With Christmas approaching, shops have been getting themselves into something of a frenzy this week hoping to attract us all in to spend our hard-earned cash on things we probably can't afford.
Yesterday was designated Black Friday in an attempt to recreate the retail fever that hits the US at this time of year. But in reality it's not a day to snap up bargains, it's a day for retailers to clear their shelves of dodgy old products.
Flogging them to us on the pretence that they're doing us a favour by offering rock-bottom prices is a very old shopping trick. Sure, there are real bargains to be had, but only if you're buying stuff you planned to buy and it happens to be available at a discount.

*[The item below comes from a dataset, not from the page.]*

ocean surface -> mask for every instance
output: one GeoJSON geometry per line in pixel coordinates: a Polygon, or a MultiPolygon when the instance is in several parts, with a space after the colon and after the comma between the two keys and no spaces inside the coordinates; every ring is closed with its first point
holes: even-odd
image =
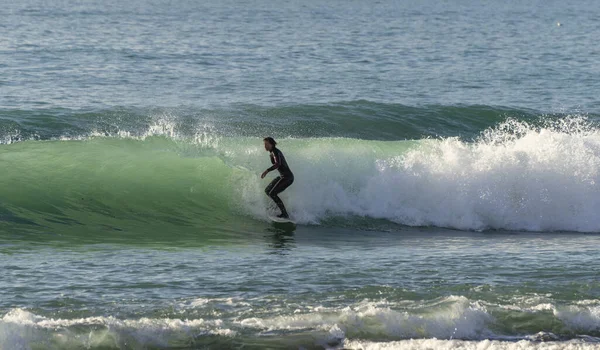
{"type": "Polygon", "coordinates": [[[1,350],[600,349],[598,1],[0,18],[1,350]]]}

I always laugh at people who buy something that's half price at, say, £50 and then state proudly, "I saved £50". I simply point out that they spent £50, so, unless they actually did plan to buy the thing in the first place, they are actually £50 worse off.
But falling prey to such cheap retailer tricks is no laughing matter for those whose spending spirals out of control because they've been encouraged to "buy now before they're all gone".
A survey published this week suggested that almost half of us won't be able to pay for Christmas this year out of our wages. Many will dip into savings, which is fine as they're there for the good things, as well as being a fallback for emergencies.
But around one in four will borrow – on a credit card, overdraft or even from friends or family – to pay for Christmas. That's a dangerous road to go down.